Après ça, nous ne disons plus un mot jusqu'à ce que l'ascenseur arrive au rez-de-chaussée. J'en sors la première et me hâte de quitter le hall, bien décidée à m'éloigner rapidement. Seulement, au bout de seulement quelques mètres, Maël hèle mon prénom et enchaîne dans mon dos :
— Attends, ne pars pas comme ça ! Il faut qu'on ait une discussion.
Je m'arrête devant la porte d'entrée, le doigt suspendu au-dessus du bouton pour l'ouvrir.
— On a déjà eu une discussion, rétorqué-je en faisant volte-face. Je sais que tu étais défoncé, mais quand même.
Ma pique semble le toucher là où ça fait mal et il serre les dents, contractant la mâchoire. Les poings serrés, il finit par me dire :
— C'est fini, les joints. Je ne fume plus.
Je croise les bras sur ma poitrine.
— Tant mieux pour toi.
— Tu t'en fiches ?
Je détourne le regard sur la rangée de boîtes aux lettres plaquée le long du mur, la gorge nouée.
Bien sûr que non, je ne m'en fiche pas. Je suis réellement contente et même fière qu'il ait enfin arrêté la fumette, et prétendre le contraire serait mentir. Mais encore une fois, il a fallu qu'il arrête pour les mauvaises raisons – en l'occurrence, à cause de notre rupture. Et clairement, ce n'est pas vivable d'attendre chaque fois un électrochoc pour qu'il avance dans sa vie.
— Non, réponds-je au bout d'un moment. Bravo.
Maël me regarde alors de ses grands yeux clairs, l'air peiné. Il se rapproche doucement de moi mais je recule d'autant de pas, ne voulant pas qu'il envahisse mon espace.
— Je suis désolé, dit-il.
— Je t'ai dit que je ne voulais plus d'excuses.
— Je sais mais je t'en donne quand même parce que tu les mérites, rétorque-t-il. Je suis fou amoureux de toi Esther et je sais que toi aussi. Je sais qu'on a des problèmes, que tout ne...
Je ne peux m'empêcher d'avoir un rire jaune qui le coupe dans sa tirade. Agacé, Maël me fixe avec un regard mêlant incompréhension et frustration.
— Arrête de te voiler la face, reprends-je d'une voix posée. On a des problèmes ? Non, Maël. Tu es le seul à avoir des problèmes.
— Ah ouais ?! C'est ce que tu crois ?
Je ne peux m'empêcher de me figer, reconnaissant ce ton entre mille. C'est celui qu'il emploie toujours avant d'être méchant et de me balancer une tirade qu'il met ensuite des semaines à regretter.

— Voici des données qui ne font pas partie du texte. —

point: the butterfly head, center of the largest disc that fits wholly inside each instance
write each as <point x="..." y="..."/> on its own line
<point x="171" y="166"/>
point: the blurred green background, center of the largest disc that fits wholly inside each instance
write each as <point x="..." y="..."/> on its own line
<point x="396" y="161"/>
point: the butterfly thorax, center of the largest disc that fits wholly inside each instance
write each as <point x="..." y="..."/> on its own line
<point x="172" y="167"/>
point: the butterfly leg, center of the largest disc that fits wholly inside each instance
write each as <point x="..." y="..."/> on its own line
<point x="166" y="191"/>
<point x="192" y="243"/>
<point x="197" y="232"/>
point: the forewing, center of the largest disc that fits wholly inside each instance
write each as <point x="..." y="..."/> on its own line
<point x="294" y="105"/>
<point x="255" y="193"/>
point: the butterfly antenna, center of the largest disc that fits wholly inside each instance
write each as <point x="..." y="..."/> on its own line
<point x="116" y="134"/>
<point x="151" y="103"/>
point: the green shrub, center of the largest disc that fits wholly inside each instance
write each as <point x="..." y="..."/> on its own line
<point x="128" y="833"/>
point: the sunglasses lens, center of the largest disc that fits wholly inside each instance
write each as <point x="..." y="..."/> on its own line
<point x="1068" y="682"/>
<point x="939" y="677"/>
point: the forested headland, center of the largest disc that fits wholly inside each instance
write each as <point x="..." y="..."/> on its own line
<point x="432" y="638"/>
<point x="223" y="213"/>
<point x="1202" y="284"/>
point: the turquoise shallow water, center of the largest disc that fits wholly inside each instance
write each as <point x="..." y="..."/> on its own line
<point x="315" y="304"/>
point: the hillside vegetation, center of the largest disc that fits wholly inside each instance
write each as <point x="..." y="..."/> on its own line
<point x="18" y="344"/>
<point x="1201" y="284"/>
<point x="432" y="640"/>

Bêtement, j'espère tout de même au fond de moi qu'il va retenir ses coups... mais ça n'arrive pas. Au contraire, il se met bien vite à cracher sans vergogne :
— C'est gonflé de me dire ça alors que tu es une pute égocentrique qui ne vit que pour attirer l'attention. Tu fais la sainte-nitouche, la madame parfaite qui boit du matcha et qui fait dix mille pas par jour mais en réalité, t'es une putain d'arnaque. Tes abonnés savent que tu enlèves le Coca de la table avant de prendre une photo de ta bouffe pour faire la meuf healthy ? Est-ce qu'ils savent que tu claques un SMIC par mois dans des choses dont tu n'as même pas besoin, que tu fais des vidéos avec des gens que tu n'apprécies même pas – comme Lou par exemple – juste pour le buzz ? T'es une pauvre fille Esther, et si tu crois que tu vaux mieux que moi tu te fourres le doigt dans l'œil.
Waouh.
J'entends mon cœur se craqueler dans ma poitrine puis se briser, morceau par morceau, fragment par fragment. Je suis comme gelée, complètement paralysée par le froid qu'il a jeté sur moi – je n'arrive même pas à pleurer, c'est pour dire.
Je me sens vide.
Je voudrais lui hurler dessus, le pousser en arrière, lui crier qu'il m'a détruite, qu'il ne me connaît même pas et que tout ce qu'il dit de moi est faux. Je veux lui bourrer le crâne pour qu'il comprenne que je ne suis pas parfaite et que je n'ai jamais prétendu l'être, et que ce n'est pas ma faute s'il espérait sortir avec une Barbie ou un personnage de série.
Mais je suis tellement, tellement vide que je n'y arrive pas.
Alors, doucement, je fais volte-face. Je me retourne, appuie lentement sur le bouton qui ouvre les portes et arrive enfin dans la rue comme si rien ne s'était passé. Je m'éloigne doucement, pas à pas, et rejoint le métro sans un regard en arrière. Je ne parle à personne, je ne mets même pas mes écouteurs.
Je regarde juste le vide et essaie de comprendre comment est-ce que j'ai pu laisser délibérément ce poison s'infiltrer dans mes veines et dans ma vie... et tout faire exploser.